When developers create a new application, they can build security features over time or take advantage of commercial offerings or open source libraries to implement certain security features, such as authentication or secret management. Pangea Cyber aims to change that with an API-driven approach to adding security to an application, making it as simple as adding a few lines of code.
The company’s approach has attracted quite a bit of attention from investors with more than $50 million raised since its launch last year, an astounding amount of funding in a short amount of time, especially in the current funding environment.
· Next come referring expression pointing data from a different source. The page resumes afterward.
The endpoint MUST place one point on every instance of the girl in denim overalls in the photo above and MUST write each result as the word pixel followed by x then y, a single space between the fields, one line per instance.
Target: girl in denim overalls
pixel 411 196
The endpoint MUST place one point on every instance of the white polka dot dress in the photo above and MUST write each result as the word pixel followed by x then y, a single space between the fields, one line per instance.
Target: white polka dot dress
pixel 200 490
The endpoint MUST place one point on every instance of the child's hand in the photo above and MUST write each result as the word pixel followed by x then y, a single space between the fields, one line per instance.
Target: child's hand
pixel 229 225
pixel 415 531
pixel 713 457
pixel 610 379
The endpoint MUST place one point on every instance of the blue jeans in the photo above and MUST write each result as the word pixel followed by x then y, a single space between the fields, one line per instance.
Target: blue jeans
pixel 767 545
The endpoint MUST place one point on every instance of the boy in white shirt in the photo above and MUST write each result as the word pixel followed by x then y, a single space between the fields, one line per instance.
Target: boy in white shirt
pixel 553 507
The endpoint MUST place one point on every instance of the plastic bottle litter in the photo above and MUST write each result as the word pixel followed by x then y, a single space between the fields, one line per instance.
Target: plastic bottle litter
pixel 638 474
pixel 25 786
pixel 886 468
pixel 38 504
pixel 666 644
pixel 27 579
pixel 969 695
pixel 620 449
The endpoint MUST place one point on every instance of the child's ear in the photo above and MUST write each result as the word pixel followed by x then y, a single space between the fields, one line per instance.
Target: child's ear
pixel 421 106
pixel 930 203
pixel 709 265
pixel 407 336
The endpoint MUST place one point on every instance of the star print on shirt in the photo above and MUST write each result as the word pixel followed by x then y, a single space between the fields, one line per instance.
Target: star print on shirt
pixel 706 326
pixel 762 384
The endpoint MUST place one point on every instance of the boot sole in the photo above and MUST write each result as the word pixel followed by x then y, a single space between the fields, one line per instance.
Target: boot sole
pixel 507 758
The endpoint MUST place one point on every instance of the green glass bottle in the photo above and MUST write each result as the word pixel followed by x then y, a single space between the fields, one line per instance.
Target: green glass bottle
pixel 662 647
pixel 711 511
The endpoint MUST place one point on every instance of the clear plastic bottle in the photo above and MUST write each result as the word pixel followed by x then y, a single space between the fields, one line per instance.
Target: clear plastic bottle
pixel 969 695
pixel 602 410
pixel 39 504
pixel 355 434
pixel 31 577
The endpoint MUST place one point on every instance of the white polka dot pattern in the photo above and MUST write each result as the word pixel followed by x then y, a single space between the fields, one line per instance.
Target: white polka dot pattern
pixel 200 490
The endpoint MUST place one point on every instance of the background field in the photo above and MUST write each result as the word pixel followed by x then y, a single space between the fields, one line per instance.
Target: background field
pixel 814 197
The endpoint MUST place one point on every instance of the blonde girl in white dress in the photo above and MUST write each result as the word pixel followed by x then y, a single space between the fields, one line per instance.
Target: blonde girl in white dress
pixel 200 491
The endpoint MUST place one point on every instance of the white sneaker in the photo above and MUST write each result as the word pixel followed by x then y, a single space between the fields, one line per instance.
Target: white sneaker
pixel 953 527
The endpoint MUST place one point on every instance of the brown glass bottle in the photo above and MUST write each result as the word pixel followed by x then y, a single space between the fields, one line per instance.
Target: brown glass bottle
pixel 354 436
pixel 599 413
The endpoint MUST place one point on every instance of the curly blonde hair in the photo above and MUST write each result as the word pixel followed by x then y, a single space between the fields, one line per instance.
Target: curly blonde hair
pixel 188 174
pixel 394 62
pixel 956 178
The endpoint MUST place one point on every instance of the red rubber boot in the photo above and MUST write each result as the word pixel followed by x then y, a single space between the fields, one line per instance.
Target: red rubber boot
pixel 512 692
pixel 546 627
The final round is a $26 million Series B.
The company’s co-founder and CEO, Oliver Friedrichs, says they’ve decided to offer a developer security service in the same way Stripe offers payment services or Twilio offers communications.
“We call this SPAaS. So essentially Security Platform as a Service, where we’re going to deliver dozens of different security building blocks that are all API-driven and that developers can easily embed into their applications,” Friedrichs told businessroundups.org.
The services start with authentication and authorization as basic building blocks, but then include more advanced elements such as logging, scanning files for malicious activity, storing secrets, and so on.
“There are a lot of things that applications need that are connected securely. And right now they’re scattered across a lot of open source and a fragmented list of commercial offerings. We try to offer them all in one place,” he said.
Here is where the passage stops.